2. mTOR pathways: rapamycin, resveratrol, and metformin
A wealth of studies has confirmed that rapamycin and rapalogs directly inhibit mTOR, whereas resveratrol’s targets are more numerous. Initially resveratrol was thought to act primarily through activation of sirtuins, with sirtuin-1 (SIRT1) known to help reduce obesity . It is now known resveratrol also activates adenylyl cyclase and AMP-activated protein kinase (AMPK), while inhibiting a slew of proteins including lipoxygenase, protein kinase C (PKC), p53, mitogen-activated protein kinase 3 (MAPK3), proto-oncogene tyrosine-protein kinase (Src), signal transducer and activator of transcription 3 (STAT3), and IκB alpha kinase (IKK) . One of the main targets is now AMPK activation which itself activates SIRT1 leading to mTOR inhibition.
2.1. Anabolic vs. catabolic energy production
AMPK is one of the primary metabolic detectors conserved across genera being activated by conditions that cause a low ATP:ADP ratio such as hypoglycemia and hypoxia. Phosphorylation of likely over 1000 targets by AMPK  shuts off anabolic pathways (energy-using) and turns on catabolic pathways (energy-generating). One of AMPKs targets for phosphorylation is peroxisome proliferators-activated receptor gamma coactivator-1 alpha (PGC-1α) which becomes active resulting in increased mitochondria biogenesis, membrane potential, and fatty acid oxidation , a recurring feature found during caloric restriction [43, 44]. AMPK also activates forkhead transcription factors of the O class (FOXO) which leads to increased autophagy and antioxidants, both leading to increased oxidative metabolism, like PGC-1α does .
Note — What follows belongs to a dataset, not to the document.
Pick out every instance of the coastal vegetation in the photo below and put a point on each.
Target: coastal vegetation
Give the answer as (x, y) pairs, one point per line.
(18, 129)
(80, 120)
In the case of life extending interventions dosing becomes very important. Too much of a good thing, can definitely be bad (i.e. cancer), and the molecular mechanism effecting longevity are being elucidated. For example, in Caenorhabditis elegans, metformin is found to delay development under well-fed conditions and even reduces life span during starvation [45, 46, 47]. The improved mitochondrial function, decreases oxygen consumption needed, which causes a beneficial decrease in reactive oxygen species (ROS) [48, 49]. Mitochondrial biogenesis is controlled differently depending on tissue and disease state. For example, mTOR signaling has been found to increase expression of mitochondrial genes involved in oxidative metabolism, through PGC-1α and Ying-Yang 1 (YY1). This increased mitochondrial biogenesis in the muscle of healthy individuals, but not in obese individuals perhaps due to decreased insulin sensitivity . Not only is mTORC1 activity cell specific, but it is also concentration dependent being induced and inhibited by low and high levels of ROS respectively . This concentration sensitivity of mTOR is beneficial since it acts as a hub for interdependent pathways, such as mTORs ability to modify both mitochondrial biogenesis and increase autophagy (which helps degrade damaged mitochondria and other organelles). Two models of aging have been established in yeast (Saccharomyces cerevisiae): replicative lifespan (RLS) and the chronological lifespan (CLS). RLS measures the number of asymmetric mitotic divisions a cell can undergo before cell cycle arrest and is a valuable model for fibroblasts, lymphocytes, or stem cells in humans [4, 52, 53, 54]. CLS in contrast measures how long stationary (Go) cultures remain viable and is a model for postmitotic cells like neurons or muscle cells [52, 54, 55]. Organ specific analysis of human in vivo studies, while difficult, would help elucidate CR mimics at and upstream of mTOR.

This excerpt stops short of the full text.